El Niño
Author
Marcus HeldHi,
El Niño is back. The surface temperature of the Pacific Ocean periodically fluctuates. This seemingly inconspicuous change triggers a cascade of weather changes that extend their influence to the most remote corners of the globe. Floods in South America, droughts in Australia, and even snowstorms in North America - all caused by a few degrees of temperature difference in the Pacific. This phenomenon occurs every 2 to 7 years. This year, it’s that time again.
We experience the same thing in the backend. A seemingly small event, an additional component, a minor code change. This can lead to massive impacts on completely different parts of our system.
A few years ago, I observed in an application that requests were periodically timing out. The phenomenon could not be reproduced locally. A look at the JFR didn’t provide any new insights. So where to look?
The application was running in Kubernetes. And after a look at the system load, we saw spikes in similar patterns. It was a phenomenon that affected the entire machine. So we involved our trusted SRE, and after only a few words, he knew what was going on. Not only our application was running on the same node, but also a log aggregator.
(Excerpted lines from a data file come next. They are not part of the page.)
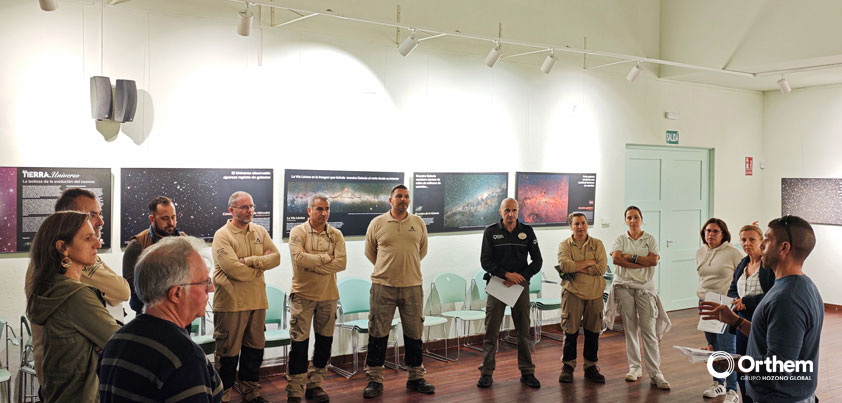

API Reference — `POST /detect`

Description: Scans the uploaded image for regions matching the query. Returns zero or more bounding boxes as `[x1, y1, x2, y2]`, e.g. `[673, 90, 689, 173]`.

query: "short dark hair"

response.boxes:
[148, 196, 174, 214]
[54, 188, 96, 212]
[567, 212, 587, 226]
[624, 205, 643, 220]
[390, 184, 408, 197]
[700, 218, 731, 245]
[767, 215, 815, 262]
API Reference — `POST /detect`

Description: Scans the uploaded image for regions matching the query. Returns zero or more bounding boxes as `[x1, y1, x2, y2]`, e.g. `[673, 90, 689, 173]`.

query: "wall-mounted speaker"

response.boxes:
[114, 79, 137, 123]
[90, 76, 112, 121]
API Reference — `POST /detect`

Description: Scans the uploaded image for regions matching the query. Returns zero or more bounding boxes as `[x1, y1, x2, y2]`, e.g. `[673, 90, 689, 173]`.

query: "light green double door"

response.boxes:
[624, 145, 711, 312]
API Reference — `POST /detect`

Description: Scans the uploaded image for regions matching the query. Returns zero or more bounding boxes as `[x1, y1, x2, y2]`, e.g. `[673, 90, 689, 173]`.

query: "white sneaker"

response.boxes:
[649, 373, 671, 390]
[703, 382, 726, 398]
[624, 368, 642, 382]
[723, 389, 740, 403]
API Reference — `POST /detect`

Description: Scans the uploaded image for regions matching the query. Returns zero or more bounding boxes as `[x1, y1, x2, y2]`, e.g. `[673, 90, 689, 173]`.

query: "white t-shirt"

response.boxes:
[610, 231, 659, 286]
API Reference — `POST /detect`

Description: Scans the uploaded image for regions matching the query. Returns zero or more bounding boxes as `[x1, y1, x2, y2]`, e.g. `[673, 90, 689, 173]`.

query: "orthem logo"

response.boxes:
[707, 352, 735, 378]
[409, 226, 416, 232]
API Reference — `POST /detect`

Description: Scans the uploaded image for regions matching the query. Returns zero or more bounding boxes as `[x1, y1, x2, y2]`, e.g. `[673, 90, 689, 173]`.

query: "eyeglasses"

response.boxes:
[178, 278, 213, 292]
[779, 215, 794, 246]
[233, 205, 255, 211]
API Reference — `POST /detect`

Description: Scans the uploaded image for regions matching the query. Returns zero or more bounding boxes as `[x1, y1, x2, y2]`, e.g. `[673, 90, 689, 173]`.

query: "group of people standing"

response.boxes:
[21, 185, 823, 403]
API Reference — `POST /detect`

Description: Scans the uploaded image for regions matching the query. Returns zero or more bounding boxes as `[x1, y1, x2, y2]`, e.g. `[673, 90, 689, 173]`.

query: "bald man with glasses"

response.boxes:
[212, 191, 280, 403]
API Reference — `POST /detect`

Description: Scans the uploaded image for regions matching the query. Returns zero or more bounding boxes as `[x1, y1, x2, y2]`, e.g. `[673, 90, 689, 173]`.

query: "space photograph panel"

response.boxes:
[413, 172, 508, 233]
[0, 167, 112, 253]
[283, 169, 404, 238]
[515, 172, 596, 226]
[781, 178, 842, 226]
[121, 168, 273, 245]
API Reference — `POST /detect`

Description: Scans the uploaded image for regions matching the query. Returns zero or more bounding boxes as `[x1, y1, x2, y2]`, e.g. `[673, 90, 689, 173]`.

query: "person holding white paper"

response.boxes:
[477, 198, 543, 389]
[609, 206, 671, 389]
[696, 218, 744, 402]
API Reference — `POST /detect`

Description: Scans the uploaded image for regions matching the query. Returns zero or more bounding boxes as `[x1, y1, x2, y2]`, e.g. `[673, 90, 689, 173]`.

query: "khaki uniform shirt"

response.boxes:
[289, 221, 347, 301]
[557, 235, 607, 300]
[365, 212, 428, 287]
[212, 220, 280, 311]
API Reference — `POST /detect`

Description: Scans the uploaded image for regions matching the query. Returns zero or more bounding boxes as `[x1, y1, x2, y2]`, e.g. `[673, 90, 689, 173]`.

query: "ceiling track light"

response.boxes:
[626, 61, 642, 82]
[777, 76, 792, 94]
[39, 0, 57, 11]
[237, 3, 253, 36]
[540, 49, 556, 74]
[398, 29, 419, 57]
[485, 41, 502, 68]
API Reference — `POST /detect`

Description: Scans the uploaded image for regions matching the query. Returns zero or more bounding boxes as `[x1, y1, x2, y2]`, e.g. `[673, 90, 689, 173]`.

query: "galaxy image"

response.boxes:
[0, 168, 17, 253]
[285, 181, 391, 216]
[516, 173, 569, 225]
[443, 173, 507, 228]
[782, 178, 842, 226]
[121, 168, 273, 245]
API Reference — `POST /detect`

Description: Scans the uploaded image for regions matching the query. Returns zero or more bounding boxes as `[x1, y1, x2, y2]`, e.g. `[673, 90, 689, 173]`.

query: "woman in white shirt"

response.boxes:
[696, 218, 743, 403]
[610, 206, 670, 389]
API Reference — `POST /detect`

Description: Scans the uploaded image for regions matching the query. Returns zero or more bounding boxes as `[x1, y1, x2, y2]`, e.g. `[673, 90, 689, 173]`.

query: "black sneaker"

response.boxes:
[362, 381, 383, 399]
[584, 365, 606, 384]
[558, 364, 574, 383]
[477, 374, 493, 388]
[406, 378, 435, 394]
[287, 397, 302, 403]
[305, 387, 330, 402]
[244, 397, 269, 403]
[520, 374, 541, 389]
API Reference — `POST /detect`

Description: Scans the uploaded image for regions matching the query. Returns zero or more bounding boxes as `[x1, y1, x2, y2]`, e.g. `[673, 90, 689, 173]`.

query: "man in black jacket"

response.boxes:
[477, 198, 543, 389]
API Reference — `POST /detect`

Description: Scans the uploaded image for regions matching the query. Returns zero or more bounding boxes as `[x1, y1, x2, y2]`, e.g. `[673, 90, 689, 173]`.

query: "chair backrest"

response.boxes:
[432, 273, 468, 306]
[190, 317, 201, 334]
[337, 277, 372, 315]
[0, 317, 9, 369]
[529, 272, 543, 295]
[265, 285, 287, 326]
[472, 270, 488, 301]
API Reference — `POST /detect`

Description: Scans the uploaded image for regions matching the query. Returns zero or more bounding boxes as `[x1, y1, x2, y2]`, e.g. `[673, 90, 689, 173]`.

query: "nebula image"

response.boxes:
[285, 181, 392, 216]
[122, 168, 273, 245]
[0, 168, 17, 253]
[443, 174, 507, 228]
[516, 173, 569, 224]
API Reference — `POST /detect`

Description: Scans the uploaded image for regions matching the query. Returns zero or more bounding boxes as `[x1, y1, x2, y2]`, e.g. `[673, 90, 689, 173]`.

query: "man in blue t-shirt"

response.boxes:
[700, 215, 822, 403]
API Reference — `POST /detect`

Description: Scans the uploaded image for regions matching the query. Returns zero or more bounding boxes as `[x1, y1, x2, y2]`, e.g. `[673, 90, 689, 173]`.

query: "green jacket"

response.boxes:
[29, 274, 120, 403]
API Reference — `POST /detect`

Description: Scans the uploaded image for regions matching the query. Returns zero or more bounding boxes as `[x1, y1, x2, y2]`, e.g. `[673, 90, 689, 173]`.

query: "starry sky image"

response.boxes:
[782, 178, 842, 226]
[443, 173, 508, 229]
[121, 168, 273, 245]
[283, 169, 403, 237]
[516, 173, 569, 225]
[0, 167, 17, 253]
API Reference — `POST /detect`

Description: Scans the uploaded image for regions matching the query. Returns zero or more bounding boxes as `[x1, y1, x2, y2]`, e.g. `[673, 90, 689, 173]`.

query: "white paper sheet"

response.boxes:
[697, 291, 735, 334]
[485, 276, 525, 306]
[673, 345, 742, 364]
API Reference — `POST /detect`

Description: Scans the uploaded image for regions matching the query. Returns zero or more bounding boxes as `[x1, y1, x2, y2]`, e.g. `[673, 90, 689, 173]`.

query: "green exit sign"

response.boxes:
[666, 130, 679, 144]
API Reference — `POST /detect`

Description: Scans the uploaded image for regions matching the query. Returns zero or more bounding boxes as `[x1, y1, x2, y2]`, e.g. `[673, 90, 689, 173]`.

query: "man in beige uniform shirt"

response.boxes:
[212, 191, 280, 403]
[362, 185, 435, 398]
[286, 194, 346, 403]
[24, 188, 130, 382]
[556, 212, 607, 384]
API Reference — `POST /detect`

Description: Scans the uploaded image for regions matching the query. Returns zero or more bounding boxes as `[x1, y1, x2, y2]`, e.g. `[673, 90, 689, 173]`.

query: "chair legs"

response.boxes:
[327, 329, 399, 379]
[422, 324, 457, 362]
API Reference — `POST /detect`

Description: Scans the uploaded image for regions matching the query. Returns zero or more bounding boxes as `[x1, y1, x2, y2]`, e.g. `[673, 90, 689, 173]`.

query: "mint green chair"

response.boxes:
[264, 286, 291, 372]
[0, 317, 18, 403]
[431, 273, 485, 360]
[190, 316, 216, 356]
[420, 292, 453, 362]
[530, 272, 563, 342]
[469, 270, 512, 350]
[18, 316, 37, 403]
[327, 277, 399, 378]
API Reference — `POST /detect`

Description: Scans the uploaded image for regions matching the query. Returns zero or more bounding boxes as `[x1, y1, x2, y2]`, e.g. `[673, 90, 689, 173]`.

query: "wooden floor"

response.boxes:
[241, 308, 842, 402]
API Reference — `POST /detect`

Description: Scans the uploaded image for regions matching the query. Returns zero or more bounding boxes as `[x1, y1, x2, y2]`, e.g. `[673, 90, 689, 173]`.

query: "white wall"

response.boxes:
[763, 85, 842, 305]
[0, 0, 765, 373]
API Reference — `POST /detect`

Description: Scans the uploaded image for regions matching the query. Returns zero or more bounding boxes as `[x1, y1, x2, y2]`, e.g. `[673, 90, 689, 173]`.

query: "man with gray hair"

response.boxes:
[477, 198, 543, 389]
[286, 194, 347, 403]
[212, 191, 280, 403]
[98, 236, 223, 402]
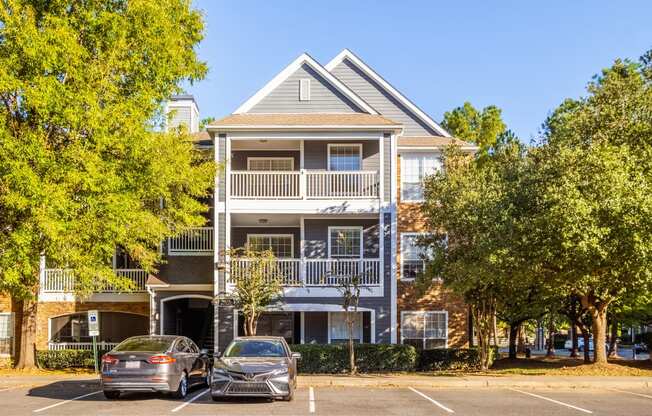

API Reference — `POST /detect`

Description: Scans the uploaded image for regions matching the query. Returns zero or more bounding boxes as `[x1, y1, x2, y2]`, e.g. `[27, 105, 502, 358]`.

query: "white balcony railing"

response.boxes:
[229, 258, 381, 287]
[167, 226, 213, 255]
[229, 170, 379, 199]
[41, 268, 148, 293]
[48, 341, 119, 351]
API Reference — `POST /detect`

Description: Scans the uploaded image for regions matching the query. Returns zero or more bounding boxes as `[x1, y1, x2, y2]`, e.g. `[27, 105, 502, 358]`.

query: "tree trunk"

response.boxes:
[569, 324, 579, 358]
[492, 312, 498, 347]
[580, 326, 591, 363]
[608, 321, 619, 358]
[590, 305, 608, 364]
[545, 314, 555, 358]
[508, 323, 519, 359]
[517, 324, 526, 354]
[16, 298, 38, 369]
[347, 312, 356, 375]
[472, 299, 495, 370]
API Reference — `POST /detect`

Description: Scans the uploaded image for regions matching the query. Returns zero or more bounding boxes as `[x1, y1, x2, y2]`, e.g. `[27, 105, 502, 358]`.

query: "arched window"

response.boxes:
[50, 312, 148, 343]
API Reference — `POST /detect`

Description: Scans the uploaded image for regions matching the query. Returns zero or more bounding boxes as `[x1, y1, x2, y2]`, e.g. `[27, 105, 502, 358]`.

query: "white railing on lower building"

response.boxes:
[48, 341, 119, 351]
[167, 226, 213, 255]
[229, 170, 379, 199]
[229, 258, 381, 287]
[41, 268, 148, 293]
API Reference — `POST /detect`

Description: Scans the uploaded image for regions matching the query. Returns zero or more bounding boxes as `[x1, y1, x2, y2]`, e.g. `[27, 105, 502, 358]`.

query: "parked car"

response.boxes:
[564, 338, 609, 352]
[101, 335, 211, 400]
[211, 336, 300, 401]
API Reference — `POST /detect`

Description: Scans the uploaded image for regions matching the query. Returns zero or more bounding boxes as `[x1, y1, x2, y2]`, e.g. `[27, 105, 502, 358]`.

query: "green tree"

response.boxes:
[0, 0, 213, 368]
[199, 117, 215, 131]
[227, 247, 283, 335]
[441, 102, 507, 156]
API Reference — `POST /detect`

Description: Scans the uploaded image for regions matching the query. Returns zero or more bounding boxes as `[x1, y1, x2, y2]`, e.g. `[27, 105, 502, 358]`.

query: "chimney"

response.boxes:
[165, 94, 200, 133]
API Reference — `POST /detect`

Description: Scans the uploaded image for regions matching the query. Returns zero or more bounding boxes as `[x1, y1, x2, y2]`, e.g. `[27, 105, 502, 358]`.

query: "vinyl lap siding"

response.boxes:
[249, 64, 364, 113]
[168, 106, 191, 130]
[330, 59, 439, 136]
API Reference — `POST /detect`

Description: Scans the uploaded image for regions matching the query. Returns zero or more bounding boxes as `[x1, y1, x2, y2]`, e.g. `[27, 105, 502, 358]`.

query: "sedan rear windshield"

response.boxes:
[223, 340, 286, 358]
[113, 337, 173, 352]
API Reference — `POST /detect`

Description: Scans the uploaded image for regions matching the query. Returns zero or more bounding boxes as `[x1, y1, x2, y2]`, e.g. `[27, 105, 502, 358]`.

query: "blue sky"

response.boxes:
[186, 1, 652, 143]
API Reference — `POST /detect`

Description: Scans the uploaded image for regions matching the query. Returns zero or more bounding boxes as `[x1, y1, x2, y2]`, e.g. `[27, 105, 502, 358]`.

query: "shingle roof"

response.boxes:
[398, 136, 476, 149]
[208, 113, 401, 128]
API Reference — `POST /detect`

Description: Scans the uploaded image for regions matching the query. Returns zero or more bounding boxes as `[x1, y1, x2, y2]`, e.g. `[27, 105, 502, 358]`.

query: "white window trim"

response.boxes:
[246, 234, 295, 258]
[0, 312, 14, 357]
[327, 226, 364, 259]
[400, 310, 448, 349]
[328, 311, 363, 344]
[299, 79, 311, 101]
[246, 157, 295, 171]
[400, 152, 441, 203]
[327, 143, 363, 171]
[399, 232, 431, 281]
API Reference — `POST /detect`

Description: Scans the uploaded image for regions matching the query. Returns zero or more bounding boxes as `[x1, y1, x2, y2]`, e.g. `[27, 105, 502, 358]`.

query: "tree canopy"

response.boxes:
[0, 0, 214, 367]
[441, 102, 507, 156]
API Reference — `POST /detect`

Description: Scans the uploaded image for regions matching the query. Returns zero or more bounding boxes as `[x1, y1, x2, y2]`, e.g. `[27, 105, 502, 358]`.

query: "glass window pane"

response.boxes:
[330, 312, 362, 342]
[249, 158, 293, 171]
[400, 153, 441, 201]
[329, 145, 361, 171]
[247, 235, 293, 258]
[329, 228, 361, 258]
[401, 312, 424, 339]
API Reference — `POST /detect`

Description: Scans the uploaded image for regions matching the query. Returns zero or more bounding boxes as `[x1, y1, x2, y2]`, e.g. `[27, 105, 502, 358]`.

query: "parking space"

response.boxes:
[2, 379, 652, 415]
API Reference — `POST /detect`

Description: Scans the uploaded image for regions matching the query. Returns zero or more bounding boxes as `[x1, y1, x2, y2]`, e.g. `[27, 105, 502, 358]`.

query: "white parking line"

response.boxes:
[309, 386, 315, 413]
[508, 388, 593, 414]
[408, 387, 454, 414]
[609, 388, 652, 400]
[171, 388, 210, 413]
[33, 390, 102, 413]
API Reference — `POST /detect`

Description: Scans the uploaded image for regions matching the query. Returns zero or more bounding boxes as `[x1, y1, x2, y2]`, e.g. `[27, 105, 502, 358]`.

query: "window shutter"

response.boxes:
[299, 79, 311, 101]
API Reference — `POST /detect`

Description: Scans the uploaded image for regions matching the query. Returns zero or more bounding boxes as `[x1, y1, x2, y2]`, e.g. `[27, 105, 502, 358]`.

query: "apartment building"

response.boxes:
[1, 49, 473, 358]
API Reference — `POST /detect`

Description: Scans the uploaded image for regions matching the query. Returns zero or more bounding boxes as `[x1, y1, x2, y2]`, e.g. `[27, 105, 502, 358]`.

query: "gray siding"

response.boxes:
[231, 227, 301, 258]
[304, 312, 328, 344]
[331, 58, 440, 136]
[249, 64, 364, 113]
[303, 219, 379, 259]
[158, 256, 213, 285]
[168, 106, 191, 130]
[217, 213, 226, 291]
[231, 151, 300, 171]
[217, 305, 234, 353]
[383, 134, 391, 203]
[303, 140, 379, 171]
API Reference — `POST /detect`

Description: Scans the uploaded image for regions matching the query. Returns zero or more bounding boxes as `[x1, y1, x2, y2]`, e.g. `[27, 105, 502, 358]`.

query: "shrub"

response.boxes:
[36, 349, 110, 369]
[417, 347, 498, 371]
[290, 343, 417, 373]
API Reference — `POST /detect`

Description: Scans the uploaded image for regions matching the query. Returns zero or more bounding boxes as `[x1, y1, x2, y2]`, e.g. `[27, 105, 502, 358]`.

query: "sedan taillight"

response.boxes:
[147, 355, 176, 364]
[101, 354, 119, 365]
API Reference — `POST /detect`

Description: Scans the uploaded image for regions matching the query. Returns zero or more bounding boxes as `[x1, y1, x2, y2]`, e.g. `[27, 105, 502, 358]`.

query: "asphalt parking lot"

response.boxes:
[3, 378, 652, 415]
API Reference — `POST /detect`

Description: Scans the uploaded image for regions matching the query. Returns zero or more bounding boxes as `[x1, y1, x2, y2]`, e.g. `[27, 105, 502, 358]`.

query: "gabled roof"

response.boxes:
[234, 53, 378, 115]
[398, 136, 478, 150]
[208, 113, 402, 131]
[325, 49, 451, 137]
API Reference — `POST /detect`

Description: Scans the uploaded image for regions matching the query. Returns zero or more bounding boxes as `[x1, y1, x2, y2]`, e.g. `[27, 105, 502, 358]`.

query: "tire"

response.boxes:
[211, 395, 223, 402]
[103, 390, 120, 400]
[172, 372, 188, 399]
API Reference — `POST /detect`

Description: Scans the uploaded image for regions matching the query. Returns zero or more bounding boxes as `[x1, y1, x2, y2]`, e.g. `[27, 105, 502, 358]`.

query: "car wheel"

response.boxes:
[103, 390, 120, 400]
[173, 372, 188, 399]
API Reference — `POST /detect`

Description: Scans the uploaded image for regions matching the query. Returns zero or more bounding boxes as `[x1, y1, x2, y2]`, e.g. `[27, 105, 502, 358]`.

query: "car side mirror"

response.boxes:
[200, 349, 209, 356]
[291, 352, 301, 360]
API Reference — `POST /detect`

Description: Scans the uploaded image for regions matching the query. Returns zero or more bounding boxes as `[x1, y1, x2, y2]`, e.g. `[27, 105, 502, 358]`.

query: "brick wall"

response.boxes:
[36, 301, 149, 349]
[396, 153, 469, 348]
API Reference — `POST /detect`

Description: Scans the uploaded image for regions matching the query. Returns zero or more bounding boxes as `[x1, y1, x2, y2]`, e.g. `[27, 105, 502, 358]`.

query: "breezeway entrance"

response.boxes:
[161, 295, 213, 351]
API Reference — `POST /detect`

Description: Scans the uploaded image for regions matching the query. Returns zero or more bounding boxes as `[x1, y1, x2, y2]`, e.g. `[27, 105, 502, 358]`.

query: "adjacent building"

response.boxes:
[1, 49, 474, 359]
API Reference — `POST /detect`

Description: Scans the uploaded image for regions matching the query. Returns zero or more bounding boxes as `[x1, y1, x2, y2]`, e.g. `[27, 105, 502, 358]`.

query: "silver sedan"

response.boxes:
[101, 335, 211, 399]
[211, 336, 300, 401]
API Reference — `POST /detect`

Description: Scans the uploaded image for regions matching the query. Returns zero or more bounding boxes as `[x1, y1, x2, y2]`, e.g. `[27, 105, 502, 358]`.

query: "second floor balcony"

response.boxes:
[41, 268, 148, 294]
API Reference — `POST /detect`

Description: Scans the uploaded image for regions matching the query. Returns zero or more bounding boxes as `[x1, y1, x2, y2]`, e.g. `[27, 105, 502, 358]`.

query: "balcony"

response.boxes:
[230, 170, 379, 199]
[41, 268, 148, 293]
[167, 226, 213, 256]
[229, 258, 381, 287]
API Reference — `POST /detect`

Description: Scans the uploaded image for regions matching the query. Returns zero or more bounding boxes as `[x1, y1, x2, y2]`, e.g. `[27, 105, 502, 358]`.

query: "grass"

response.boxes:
[0, 367, 95, 377]
[485, 356, 652, 377]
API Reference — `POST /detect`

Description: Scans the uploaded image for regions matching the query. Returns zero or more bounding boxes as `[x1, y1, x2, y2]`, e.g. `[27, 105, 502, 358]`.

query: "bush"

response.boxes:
[290, 343, 417, 373]
[417, 347, 498, 371]
[36, 349, 110, 369]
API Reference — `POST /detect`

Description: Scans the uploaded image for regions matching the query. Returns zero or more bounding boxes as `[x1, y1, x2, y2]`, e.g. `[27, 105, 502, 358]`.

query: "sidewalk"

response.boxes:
[300, 374, 652, 389]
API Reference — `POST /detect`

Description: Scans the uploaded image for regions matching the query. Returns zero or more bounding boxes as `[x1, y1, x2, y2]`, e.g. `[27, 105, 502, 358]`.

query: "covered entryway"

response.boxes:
[161, 295, 214, 351]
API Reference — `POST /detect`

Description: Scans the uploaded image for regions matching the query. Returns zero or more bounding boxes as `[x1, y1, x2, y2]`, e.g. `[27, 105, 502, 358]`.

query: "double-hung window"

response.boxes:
[401, 311, 448, 350]
[328, 144, 362, 171]
[400, 153, 442, 202]
[329, 312, 363, 343]
[247, 234, 294, 258]
[400, 233, 430, 280]
[328, 227, 363, 258]
[247, 157, 294, 171]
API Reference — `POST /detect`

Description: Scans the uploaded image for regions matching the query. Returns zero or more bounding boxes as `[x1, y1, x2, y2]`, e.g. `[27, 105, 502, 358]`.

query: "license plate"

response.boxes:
[125, 361, 140, 369]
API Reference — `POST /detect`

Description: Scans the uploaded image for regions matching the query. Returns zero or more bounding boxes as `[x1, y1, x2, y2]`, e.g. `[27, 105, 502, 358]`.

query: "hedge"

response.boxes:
[37, 349, 111, 369]
[417, 347, 498, 372]
[290, 343, 417, 373]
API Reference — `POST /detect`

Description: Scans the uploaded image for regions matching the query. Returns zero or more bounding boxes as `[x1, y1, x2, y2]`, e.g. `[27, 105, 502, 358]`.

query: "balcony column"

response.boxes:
[299, 139, 306, 200]
[300, 216, 306, 284]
And - of course - it periodically started and grabbed all the resources it could get.
We share resources. Everything is interconnected. When the surface temperature in the Pacific rises, we - on the other side of the world, in Europe - are just as affected. When we run multiple applications on the same machine, they influence each other.
Take away two things from this. First, understand your system. If responsibility for the system is shared with other departments, it doesn’t absolve you. You always need to understand the system. Maybe not in all details, but you need to know what you don’t know.
Second, isolate your components. Consider whether it’s worth the savings if you’re sharing your physical resources with virtualization. Overlooking a setting will happen. Maybe it’s easier just to use two machines? But no matter what you decide, understand it!
Rule the Backend,
~ Marcus